K-FLEX: SCIOPERO SOSPESO, MA IL PADRONE NEGA L’INGRESSO IN FABBRICA

Caro Operai Contro, il sindacato aveva sospeso lo sciopero ininterrotto da 80 giorni. Ma il padrone della K- Flex ha impedito agli operai di rientrare in fabbrica. E’ una serrata? […]

Caro Operai Contro,

il sindacato aveva sospeso lo sciopero ininterrotto da 80 giorni. Ma il padrone della K- Flex ha impedito agli operai di rientrare in fabbrica. E’ una serrata? Il padrone decide quando gli operai devono o non devono fare sciopero?

Il sindacato ha denunciato K- Flex per condotta anti sindacale perché ha violato l’accordo di dicembre in cui si impegnava a mantenere il sito a Roncello e a non ridurre personale fino al 2018.

Il presidio sulle portinerie continua, gli operai dovranno decidere nuove iniziative, a prescindere dall’udienza in tribunale fissata per i primi giorni di maggio.

Saluti da un sostenitore

 

Articolo da Il Giorno

K-Flex chiude la porta in faccia agli operai

Cancelli sprangati e guardie schierate: no al rientro in fabbrica dei 187 lavoratori dopo 80 giorni di protesta

Trezzo sull’Adda (Milano), 13 aprile 2017- Fabbrica chiusa, guardie ai cancelli: rientro negato in reparto agli operai della K-Flex, che ieri avevano annunciato la sospensione dello sciopero dopo 80 giorni di protesta e il ricorso al giudice del lavoro per chiedere l’annullamento dei 187 licenziamenti confermati dall’azienda in tutte le sedi. Al loro arrivo, alle 6, i lavoratori hanno trovato le porte sbarrate e un cordone di vigilantes schierato a proteggerle. Fra le parti è muro contro muro.

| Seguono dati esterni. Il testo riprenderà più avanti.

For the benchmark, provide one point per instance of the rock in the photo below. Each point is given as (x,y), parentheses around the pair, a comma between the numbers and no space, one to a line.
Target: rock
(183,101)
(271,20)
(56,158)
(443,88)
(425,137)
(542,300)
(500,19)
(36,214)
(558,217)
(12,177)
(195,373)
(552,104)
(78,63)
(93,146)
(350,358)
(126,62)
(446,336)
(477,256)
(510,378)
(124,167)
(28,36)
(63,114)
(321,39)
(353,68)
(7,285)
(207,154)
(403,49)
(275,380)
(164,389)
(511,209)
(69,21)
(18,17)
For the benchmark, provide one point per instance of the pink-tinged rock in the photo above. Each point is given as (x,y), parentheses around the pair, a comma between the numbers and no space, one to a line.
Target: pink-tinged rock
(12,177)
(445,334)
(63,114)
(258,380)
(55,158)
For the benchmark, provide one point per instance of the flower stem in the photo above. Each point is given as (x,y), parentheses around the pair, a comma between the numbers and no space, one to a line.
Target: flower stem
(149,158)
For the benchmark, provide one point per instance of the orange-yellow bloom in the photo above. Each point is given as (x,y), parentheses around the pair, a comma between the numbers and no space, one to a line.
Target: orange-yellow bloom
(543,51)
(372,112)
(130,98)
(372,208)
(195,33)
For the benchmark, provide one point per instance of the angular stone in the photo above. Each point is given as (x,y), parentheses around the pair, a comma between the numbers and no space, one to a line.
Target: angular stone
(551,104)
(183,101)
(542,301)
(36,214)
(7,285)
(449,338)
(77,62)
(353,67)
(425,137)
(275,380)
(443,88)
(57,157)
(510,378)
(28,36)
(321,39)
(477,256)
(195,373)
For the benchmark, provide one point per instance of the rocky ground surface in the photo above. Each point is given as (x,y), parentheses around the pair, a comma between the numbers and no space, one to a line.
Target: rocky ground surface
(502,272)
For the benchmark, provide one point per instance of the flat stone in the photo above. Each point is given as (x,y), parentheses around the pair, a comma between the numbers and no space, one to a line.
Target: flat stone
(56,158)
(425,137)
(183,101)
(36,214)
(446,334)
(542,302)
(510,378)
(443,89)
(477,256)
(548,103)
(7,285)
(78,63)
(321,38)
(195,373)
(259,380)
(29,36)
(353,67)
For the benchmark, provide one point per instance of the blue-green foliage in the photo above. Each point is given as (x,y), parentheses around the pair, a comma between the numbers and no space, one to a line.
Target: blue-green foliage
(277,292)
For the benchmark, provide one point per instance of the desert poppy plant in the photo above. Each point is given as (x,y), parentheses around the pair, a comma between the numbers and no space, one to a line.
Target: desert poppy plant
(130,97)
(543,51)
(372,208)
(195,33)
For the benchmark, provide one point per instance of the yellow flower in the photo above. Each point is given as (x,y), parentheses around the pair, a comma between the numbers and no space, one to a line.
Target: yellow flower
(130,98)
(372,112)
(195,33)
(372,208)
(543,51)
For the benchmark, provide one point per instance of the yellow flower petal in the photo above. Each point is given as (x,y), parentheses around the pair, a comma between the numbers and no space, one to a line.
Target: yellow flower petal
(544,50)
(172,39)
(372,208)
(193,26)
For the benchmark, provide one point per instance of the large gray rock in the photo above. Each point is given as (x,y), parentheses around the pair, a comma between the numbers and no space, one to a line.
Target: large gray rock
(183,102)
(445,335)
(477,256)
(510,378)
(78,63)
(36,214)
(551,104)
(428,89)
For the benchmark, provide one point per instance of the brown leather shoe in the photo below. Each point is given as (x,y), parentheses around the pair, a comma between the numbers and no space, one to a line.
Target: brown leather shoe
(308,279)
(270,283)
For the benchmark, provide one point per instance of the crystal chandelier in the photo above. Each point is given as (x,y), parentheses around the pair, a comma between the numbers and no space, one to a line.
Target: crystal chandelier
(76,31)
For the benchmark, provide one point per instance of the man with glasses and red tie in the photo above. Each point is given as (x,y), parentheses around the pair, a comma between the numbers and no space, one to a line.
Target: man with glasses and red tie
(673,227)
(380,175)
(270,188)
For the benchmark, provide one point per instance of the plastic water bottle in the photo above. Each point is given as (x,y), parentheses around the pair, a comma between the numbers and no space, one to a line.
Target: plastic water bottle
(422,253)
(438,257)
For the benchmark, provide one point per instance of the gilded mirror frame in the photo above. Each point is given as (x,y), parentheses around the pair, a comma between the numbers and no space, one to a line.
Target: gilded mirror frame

La battaglia che va avanti dal 24 gennaio, si sposta in Tribunale. Il Gruppo è stato denunciato per condotta anti-sindacale: “Ha violato l’accordo sottoscritto a dicembre in cui si impegnava a mantenere il sito a Roncello e a non ridurre personale fino al 2018”, ricorda Matteo Moretti della Filctem Cgil. K-Flex, che si è presentata una sola volta su tre al tavolo del ministero dello Sviluppo Economico, convocato dal viceministro Teresa Bellanova per raddrizzare la vertenza, ha spiegato di aver messo sul piatto “una prima offerta di incentivi all’esodo”. Quindicimila euro a testa: questo l’esborso promesso dalla famiglia Spinelli, proprietaria del gigante della gomma-plastica. “Una proposta ridicola”, replicano i sindacati “per una società che continua a fare utili e delocalizza solo per fare più profitto. Noi vogliamo lavoro, non mance“. La mobilitazione continua.